Real-time PCR analysis
Total RNA was extracted using NucleoSpin RNA II (Macherey-Nagel). cDNA was synthesized with the SuperScript first-strand synthesis kit (Invitrogen) from 0.5 to 1.0 μg RNA. Quantitative real-time PCR analysis was performed with the LightCycler System using LightCycler FastStart DNA Master SYBR GreenI (Roche). The primers, the protocol used to amplify total fibronectin and EDA+ fibronectin, and 18S rRNA are described in the Supplementary Data.
Cell surface labeling
After releasing cells from 3D lrECM, cell colonies were incubated with 0.2 mg/mL sulfo-NHS-SS-biotin (ThermoScientific) in PBS for 30 minutes at 4°C, and then the supernatant was replaced with 50 mmol/L glycine/PBS for 15 minutes at 4°C. After washing, cell pellets were lysed in 1% radioimmunoprecipitation assay buffer. Cell lysates were subjected to immunoprecipitation and SDS-PAGE using nonreducing conditions and then transferred onto nitrocellulose membranes. Proteins labeled on the cell surface were detected with streptavidin-horseradish peroxidase (HRP) conjugate (GE Healthcare) at a 1:500 dilution.
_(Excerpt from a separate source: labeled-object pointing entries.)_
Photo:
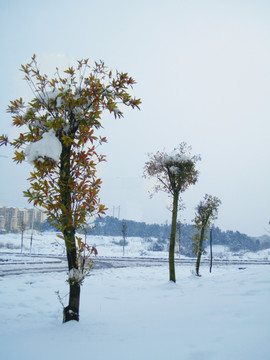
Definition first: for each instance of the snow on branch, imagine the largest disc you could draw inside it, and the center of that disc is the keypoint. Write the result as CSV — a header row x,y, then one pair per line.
x,y
47,147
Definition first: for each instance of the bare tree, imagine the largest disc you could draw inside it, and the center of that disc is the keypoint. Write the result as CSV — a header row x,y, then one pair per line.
x,y
175,172
206,212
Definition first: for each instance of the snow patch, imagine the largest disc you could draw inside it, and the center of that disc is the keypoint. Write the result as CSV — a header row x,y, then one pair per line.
x,y
47,147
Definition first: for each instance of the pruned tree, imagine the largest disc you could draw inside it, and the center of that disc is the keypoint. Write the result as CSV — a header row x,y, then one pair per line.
x,y
206,212
58,138
175,172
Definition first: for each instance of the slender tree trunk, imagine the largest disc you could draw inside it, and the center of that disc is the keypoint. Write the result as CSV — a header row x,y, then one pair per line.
x,y
71,312
200,251
211,249
172,237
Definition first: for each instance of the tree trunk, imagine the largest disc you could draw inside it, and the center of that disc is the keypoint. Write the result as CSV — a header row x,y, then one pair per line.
x,y
71,312
172,237
211,249
200,251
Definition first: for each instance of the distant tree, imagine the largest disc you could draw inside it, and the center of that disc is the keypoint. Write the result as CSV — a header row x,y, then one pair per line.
x,y
124,232
175,172
58,139
206,212
22,228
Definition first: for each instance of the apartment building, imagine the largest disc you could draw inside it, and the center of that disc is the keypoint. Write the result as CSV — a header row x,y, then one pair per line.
x,y
12,219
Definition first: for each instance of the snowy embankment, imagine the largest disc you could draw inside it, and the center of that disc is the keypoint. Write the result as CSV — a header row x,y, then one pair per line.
x,y
48,243
135,313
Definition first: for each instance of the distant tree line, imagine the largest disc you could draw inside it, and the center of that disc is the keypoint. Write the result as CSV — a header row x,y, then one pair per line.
x,y
111,226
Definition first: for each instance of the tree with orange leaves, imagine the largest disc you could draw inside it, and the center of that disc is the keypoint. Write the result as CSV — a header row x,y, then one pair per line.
x,y
58,138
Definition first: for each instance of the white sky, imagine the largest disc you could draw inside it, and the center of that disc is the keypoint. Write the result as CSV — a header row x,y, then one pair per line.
x,y
203,74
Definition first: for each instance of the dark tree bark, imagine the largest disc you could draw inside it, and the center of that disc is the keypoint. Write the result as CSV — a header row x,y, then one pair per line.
x,y
172,237
200,251
71,312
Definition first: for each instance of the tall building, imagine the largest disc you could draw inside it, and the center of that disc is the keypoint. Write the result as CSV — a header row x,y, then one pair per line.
x,y
12,219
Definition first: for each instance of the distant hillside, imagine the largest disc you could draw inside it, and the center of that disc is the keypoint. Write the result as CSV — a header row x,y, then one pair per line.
x,y
234,240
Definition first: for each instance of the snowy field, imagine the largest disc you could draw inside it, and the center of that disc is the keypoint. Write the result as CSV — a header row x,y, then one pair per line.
x,y
49,243
135,313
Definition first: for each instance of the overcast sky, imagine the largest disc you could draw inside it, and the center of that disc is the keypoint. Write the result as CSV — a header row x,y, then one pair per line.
x,y
203,74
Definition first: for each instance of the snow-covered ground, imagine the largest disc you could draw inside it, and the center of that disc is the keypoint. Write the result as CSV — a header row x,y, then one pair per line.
x,y
135,312
49,243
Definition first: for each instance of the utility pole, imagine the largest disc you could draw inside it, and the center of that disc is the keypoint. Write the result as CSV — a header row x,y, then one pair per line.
x,y
124,232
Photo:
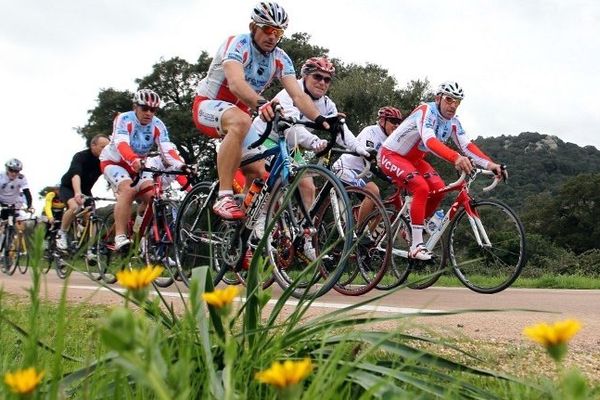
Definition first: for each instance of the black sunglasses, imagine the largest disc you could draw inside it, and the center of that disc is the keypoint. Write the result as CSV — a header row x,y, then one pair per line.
x,y
148,108
319,78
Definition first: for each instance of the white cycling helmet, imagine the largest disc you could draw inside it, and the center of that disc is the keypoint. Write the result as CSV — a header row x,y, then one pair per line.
x,y
270,13
146,97
14,164
452,89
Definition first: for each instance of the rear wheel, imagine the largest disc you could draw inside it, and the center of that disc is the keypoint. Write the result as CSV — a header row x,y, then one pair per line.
x,y
488,259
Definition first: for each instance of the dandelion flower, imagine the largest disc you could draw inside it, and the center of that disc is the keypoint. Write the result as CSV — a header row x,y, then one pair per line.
x,y
23,381
282,375
220,298
136,279
554,337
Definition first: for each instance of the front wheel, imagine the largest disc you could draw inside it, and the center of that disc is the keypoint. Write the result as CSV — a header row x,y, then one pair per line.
x,y
486,246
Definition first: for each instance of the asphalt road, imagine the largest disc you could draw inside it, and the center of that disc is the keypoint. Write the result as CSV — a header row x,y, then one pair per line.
x,y
506,325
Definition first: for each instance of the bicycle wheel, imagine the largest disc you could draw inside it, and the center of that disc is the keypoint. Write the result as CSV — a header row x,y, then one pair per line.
x,y
8,251
309,255
200,235
486,246
371,252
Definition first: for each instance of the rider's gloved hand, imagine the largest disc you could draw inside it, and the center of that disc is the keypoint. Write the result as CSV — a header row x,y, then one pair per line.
x,y
318,144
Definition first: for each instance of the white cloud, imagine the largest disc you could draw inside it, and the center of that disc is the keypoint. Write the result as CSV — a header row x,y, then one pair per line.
x,y
525,66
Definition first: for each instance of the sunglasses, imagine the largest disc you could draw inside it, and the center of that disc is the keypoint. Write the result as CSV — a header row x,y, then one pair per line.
x,y
451,100
319,78
271,30
148,108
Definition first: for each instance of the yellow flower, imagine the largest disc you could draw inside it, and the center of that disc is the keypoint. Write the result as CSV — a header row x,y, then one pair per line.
x,y
24,381
554,337
286,374
136,279
221,297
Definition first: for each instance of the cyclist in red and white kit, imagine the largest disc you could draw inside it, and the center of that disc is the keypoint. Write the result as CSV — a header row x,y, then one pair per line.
x,y
242,68
426,129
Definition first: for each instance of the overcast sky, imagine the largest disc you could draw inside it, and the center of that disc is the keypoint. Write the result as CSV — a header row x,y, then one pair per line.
x,y
525,65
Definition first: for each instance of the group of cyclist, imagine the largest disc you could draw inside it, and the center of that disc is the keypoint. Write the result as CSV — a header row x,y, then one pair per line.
x,y
243,67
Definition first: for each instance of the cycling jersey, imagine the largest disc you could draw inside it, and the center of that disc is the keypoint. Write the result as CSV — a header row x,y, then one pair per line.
x,y
300,135
425,130
371,136
52,205
10,190
259,69
131,140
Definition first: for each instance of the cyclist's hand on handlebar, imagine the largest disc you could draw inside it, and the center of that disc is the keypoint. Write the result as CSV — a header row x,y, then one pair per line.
x,y
266,109
463,164
318,144
499,170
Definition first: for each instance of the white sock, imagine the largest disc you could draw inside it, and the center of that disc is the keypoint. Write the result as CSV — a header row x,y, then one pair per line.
x,y
417,234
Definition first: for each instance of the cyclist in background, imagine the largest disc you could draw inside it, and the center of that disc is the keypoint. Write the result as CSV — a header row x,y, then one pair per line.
x,y
135,133
349,166
14,187
242,68
402,156
77,182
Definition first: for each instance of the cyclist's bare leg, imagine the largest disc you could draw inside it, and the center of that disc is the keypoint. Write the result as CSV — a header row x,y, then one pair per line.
x,y
235,123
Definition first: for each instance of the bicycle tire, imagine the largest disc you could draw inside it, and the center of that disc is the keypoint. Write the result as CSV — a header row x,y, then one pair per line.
x,y
371,252
8,253
481,268
285,240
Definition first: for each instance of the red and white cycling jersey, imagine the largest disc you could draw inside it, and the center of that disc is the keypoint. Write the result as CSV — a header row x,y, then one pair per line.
x,y
259,69
131,140
426,130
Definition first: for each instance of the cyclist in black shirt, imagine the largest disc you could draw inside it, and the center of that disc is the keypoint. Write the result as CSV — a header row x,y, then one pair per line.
x,y
77,182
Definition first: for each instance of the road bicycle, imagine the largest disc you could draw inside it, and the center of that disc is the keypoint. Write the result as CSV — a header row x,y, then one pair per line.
x,y
483,241
154,241
294,223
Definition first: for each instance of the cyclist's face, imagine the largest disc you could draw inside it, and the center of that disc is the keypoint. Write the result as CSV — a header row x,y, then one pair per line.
x,y
318,83
447,105
267,37
144,114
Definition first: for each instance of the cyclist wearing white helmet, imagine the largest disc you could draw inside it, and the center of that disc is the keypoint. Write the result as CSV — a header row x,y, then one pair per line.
x,y
135,134
426,130
348,166
12,184
242,68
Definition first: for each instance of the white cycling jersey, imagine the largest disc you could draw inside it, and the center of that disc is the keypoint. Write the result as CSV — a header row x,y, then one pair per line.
x,y
300,135
10,190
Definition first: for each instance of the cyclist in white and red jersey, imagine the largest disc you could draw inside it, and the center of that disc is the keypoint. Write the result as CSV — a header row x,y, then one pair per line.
x,y
135,133
425,130
348,166
242,68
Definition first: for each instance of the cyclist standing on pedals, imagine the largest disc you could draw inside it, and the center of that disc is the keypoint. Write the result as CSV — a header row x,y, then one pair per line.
x,y
402,156
134,134
243,67
13,184
77,182
349,166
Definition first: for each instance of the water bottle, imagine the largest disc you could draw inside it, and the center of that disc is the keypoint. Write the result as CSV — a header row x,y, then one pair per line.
x,y
256,187
435,222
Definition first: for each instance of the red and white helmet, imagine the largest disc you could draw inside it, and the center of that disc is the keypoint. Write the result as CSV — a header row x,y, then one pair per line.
x,y
146,97
14,165
270,13
389,112
315,64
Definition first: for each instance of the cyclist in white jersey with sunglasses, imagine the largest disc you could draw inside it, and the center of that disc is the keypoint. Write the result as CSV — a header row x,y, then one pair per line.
x,y
242,68
402,156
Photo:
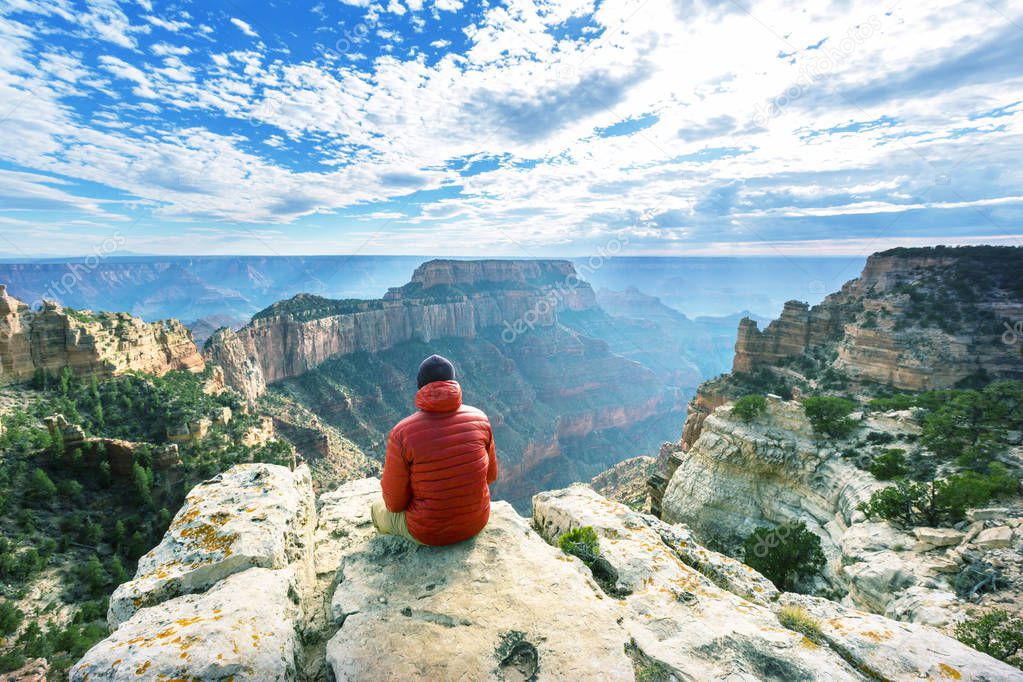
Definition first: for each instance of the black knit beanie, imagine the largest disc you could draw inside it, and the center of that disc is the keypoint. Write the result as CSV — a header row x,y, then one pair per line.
x,y
435,368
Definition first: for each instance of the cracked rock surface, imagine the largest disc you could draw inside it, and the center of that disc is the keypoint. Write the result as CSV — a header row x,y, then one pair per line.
x,y
337,602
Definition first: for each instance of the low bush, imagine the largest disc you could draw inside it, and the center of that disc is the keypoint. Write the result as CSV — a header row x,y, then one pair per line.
x,y
889,464
940,502
785,554
581,542
799,620
749,407
996,633
830,415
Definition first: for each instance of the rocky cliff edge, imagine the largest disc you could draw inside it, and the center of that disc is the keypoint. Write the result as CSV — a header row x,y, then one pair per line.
x,y
252,583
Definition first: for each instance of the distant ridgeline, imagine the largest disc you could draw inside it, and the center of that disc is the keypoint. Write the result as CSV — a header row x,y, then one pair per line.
x,y
564,406
101,344
916,319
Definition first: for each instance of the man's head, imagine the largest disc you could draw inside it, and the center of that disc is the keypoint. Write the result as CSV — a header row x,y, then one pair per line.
x,y
435,368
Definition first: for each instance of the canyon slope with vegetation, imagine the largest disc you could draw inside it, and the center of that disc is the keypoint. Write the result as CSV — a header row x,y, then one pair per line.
x,y
831,512
105,423
869,449
564,405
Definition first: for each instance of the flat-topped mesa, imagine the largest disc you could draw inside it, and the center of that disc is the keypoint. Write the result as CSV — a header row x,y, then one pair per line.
x,y
915,319
441,279
87,343
445,299
523,272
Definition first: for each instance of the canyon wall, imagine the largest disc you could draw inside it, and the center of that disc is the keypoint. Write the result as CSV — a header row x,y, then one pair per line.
x,y
773,470
444,299
101,344
564,405
915,319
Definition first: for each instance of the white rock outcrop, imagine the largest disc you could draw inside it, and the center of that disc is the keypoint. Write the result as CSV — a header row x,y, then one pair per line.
x,y
738,476
251,515
501,605
694,629
242,629
342,602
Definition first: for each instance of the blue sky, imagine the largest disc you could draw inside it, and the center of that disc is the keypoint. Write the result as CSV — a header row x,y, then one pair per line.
x,y
448,127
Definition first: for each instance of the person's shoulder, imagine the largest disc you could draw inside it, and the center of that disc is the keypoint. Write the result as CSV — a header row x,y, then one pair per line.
x,y
406,423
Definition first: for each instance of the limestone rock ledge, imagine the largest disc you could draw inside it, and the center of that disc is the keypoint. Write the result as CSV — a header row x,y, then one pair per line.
x,y
502,605
699,615
253,515
243,628
338,601
742,475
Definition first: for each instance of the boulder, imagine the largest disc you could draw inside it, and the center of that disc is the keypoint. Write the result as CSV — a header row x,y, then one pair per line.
x,y
987,513
251,515
994,538
885,649
501,605
243,628
678,618
938,537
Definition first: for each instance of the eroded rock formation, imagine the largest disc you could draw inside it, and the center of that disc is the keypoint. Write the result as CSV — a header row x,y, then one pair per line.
x,y
915,319
350,604
564,405
101,344
741,475
444,299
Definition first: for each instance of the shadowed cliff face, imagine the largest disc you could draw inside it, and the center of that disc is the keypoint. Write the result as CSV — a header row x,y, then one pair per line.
x,y
564,406
103,344
915,319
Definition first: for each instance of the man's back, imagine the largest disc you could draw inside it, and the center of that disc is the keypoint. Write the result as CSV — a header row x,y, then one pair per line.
x,y
439,464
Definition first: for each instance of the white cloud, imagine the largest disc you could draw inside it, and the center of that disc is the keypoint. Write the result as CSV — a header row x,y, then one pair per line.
x,y
243,27
167,25
163,49
739,138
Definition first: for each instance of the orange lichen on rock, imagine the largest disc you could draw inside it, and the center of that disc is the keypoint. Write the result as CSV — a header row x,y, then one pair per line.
x,y
949,672
209,539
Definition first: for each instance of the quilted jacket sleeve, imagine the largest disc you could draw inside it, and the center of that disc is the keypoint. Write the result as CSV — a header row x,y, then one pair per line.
x,y
395,481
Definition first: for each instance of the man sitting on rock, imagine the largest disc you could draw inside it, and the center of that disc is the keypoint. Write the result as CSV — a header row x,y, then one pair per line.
x,y
439,466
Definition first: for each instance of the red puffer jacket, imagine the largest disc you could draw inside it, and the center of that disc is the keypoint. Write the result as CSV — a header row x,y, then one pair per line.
x,y
439,464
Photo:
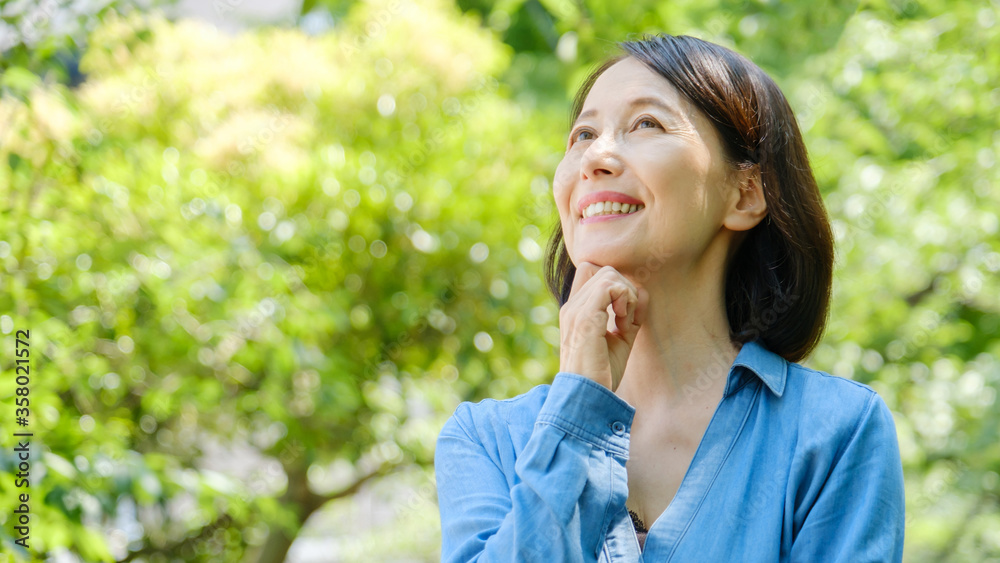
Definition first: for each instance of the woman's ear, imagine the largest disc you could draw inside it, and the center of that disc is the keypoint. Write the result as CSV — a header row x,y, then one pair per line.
x,y
748,207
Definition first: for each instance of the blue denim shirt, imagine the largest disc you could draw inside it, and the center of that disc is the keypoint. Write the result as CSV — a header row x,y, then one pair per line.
x,y
795,465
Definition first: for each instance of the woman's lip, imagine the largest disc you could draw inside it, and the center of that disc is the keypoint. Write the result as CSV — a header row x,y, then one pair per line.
x,y
605,196
597,218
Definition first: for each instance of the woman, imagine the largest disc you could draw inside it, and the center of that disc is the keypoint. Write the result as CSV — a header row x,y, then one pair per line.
x,y
693,269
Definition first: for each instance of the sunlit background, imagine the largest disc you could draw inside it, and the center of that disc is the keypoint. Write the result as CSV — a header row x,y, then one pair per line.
x,y
265,248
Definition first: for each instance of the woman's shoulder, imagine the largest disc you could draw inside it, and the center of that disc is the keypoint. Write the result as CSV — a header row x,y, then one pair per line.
x,y
834,409
490,419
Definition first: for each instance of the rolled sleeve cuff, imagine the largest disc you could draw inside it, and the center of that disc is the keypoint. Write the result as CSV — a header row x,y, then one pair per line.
x,y
589,411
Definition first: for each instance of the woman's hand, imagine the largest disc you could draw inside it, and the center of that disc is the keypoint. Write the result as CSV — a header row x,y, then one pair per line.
x,y
590,344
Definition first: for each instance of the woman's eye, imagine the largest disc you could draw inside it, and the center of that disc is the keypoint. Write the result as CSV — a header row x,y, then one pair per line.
x,y
646,120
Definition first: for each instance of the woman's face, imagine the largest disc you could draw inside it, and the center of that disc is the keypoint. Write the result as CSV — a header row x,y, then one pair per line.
x,y
640,143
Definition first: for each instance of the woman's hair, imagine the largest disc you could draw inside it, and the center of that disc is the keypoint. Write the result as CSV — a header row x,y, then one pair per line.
x,y
778,282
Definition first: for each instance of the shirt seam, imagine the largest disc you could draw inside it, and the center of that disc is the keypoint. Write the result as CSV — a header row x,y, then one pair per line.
x,y
855,432
579,432
725,458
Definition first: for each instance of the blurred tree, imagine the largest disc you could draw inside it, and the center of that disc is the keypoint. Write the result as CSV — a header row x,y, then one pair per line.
x,y
259,239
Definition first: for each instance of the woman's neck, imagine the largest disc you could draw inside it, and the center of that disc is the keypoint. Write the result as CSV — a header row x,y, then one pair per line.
x,y
683,352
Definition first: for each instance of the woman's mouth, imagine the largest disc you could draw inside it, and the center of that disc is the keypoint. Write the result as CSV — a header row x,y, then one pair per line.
x,y
605,210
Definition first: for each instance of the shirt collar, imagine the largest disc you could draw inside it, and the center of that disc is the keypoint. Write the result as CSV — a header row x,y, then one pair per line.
x,y
771,368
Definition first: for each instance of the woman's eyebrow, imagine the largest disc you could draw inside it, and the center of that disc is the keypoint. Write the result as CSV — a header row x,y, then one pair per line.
x,y
642,101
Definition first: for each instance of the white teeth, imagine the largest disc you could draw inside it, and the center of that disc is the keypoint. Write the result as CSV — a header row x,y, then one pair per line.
x,y
610,208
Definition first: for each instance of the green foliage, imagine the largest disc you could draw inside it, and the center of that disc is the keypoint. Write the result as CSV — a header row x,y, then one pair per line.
x,y
261,270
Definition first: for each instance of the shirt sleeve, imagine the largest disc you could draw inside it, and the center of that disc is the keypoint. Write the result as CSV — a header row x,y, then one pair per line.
x,y
858,516
569,480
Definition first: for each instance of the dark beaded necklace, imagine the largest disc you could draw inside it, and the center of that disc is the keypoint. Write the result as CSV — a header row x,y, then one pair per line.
x,y
637,522
640,529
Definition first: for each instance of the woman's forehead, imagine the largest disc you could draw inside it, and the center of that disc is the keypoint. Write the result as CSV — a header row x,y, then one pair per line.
x,y
630,83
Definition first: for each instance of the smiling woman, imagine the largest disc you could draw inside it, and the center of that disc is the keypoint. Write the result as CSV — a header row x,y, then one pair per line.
x,y
693,266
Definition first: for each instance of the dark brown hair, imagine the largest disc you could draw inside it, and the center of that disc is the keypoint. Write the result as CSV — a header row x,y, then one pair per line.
x,y
778,281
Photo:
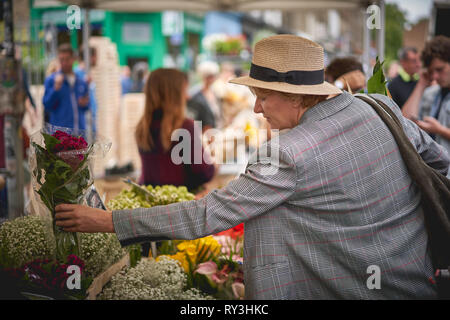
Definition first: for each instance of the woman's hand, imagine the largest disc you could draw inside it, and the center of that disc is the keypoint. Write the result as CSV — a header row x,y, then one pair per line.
x,y
78,218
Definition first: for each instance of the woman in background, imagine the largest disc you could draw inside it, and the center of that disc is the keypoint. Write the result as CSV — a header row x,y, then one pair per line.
x,y
165,105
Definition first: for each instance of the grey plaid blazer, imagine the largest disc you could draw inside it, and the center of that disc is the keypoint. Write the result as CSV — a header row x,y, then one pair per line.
x,y
340,203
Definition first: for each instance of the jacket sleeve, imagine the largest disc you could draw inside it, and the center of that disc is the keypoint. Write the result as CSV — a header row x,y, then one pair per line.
x,y
51,96
266,183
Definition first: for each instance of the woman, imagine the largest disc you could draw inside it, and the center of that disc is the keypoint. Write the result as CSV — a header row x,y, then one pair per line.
x,y
165,104
337,203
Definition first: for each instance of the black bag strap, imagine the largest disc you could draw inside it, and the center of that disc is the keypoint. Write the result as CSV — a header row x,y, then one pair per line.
x,y
434,187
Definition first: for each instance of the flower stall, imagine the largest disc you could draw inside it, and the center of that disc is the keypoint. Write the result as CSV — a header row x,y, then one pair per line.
x,y
38,255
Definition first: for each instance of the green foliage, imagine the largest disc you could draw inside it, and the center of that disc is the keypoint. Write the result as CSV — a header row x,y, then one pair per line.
x,y
148,196
377,83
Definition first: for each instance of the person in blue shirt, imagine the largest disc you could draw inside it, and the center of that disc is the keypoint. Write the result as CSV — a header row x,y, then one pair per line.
x,y
80,71
66,96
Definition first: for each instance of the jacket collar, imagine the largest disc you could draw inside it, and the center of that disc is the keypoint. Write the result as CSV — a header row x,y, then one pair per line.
x,y
327,108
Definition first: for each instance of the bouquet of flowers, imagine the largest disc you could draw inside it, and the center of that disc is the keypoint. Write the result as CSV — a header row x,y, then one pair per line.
x,y
60,174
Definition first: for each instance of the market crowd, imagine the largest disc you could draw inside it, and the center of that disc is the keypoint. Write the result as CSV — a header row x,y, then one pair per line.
x,y
341,199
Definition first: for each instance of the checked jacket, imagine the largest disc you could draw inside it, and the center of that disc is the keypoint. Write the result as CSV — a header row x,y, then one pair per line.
x,y
339,206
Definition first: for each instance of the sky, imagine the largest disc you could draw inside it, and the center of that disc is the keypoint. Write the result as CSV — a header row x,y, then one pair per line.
x,y
415,9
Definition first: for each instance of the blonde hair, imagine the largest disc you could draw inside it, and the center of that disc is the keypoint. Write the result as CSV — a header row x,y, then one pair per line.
x,y
164,89
304,100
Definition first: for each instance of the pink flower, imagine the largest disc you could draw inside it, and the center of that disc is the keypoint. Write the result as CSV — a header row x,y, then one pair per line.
x,y
238,290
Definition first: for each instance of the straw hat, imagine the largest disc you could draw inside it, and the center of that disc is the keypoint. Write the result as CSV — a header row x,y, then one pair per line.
x,y
288,63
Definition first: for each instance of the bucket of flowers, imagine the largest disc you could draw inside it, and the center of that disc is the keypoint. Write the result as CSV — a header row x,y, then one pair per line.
x,y
59,164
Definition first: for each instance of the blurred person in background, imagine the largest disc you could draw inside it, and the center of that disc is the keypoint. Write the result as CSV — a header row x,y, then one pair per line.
x,y
404,83
125,80
66,96
204,106
346,73
80,70
138,77
165,105
429,105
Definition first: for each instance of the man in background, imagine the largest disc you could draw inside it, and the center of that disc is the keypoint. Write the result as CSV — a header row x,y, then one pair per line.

A gene expression data set including the microarray profiles of 295 human breast cancers and the associated clinical data (12) was obtained from Rosetta Inpharmatics. All patients had stage I or II breast cancer and were younger than 53 years (12). Among the 295 patients, 151 patients had lymph node–negative disease and 144 had lymph node–positive disease (12). For survival analysis, patients were stratified into upper, lower, and interquartiles for the expression of ITGA5. Kaplan-Meier survival curves were calculated and shown using SigmaPlot (version 11.0). Statistical significance was determined by the log-rank test; a P value of <0.05 was considered statistically significant.
Results referred to in the remaining text, in Figs. 1 through 6, and in the Supplementary Data are expressed as mean ± SEM. Data were analyzed by Student's t test. P values of <0.05 were considered significant. Significant differences are indicated by * for P < 0.05, ** for P < 0.01, *** for P < 0.001, and n.s. for not significant.
Other materials and methods
Lysis from 3D lrECM, immunoprecipitation, immunoblotting, immunostaining, apoptosis assay, Akt kinase assay, and antibodies are described in the Supplementary Data.
α5β1-Integrin heterodimers are strikingly upregulated in malignant T4-2 cells compared with nonmalignant S1 cells in 3D lrECM
We have shown previously that β1-integrins are important potential targets for cancer therapy alone and in combination with IR (6, 13). However, whether a specific β1-integrin heterodimer preferentially mediates tumor survival and/or resistance to radiation is not known. To investigate which β1-integrin heterodimer plays a dominant role in malignant breast cells, we compared the expression level of several α-integrin subunits between malignant T4-2 cells and their nonmalignant counterpart, S1 cells. We found that the α5-integrin subunit was dramatically upregulated in T4-2 compared with S1 cells in 3D lrECM (Fig. 1A). We also confirmed that the α5β1-integrin complex is upregulated by the immunoprecipitation of β1-integrins (Fig. 1B) Interestingly, α5-integrin expression was significantly higher in T4-2 cells compared with S1 cells only in 3D lrECM cultures, but not on two-dimensional tissue culture plastic (two-dimensional data not shown).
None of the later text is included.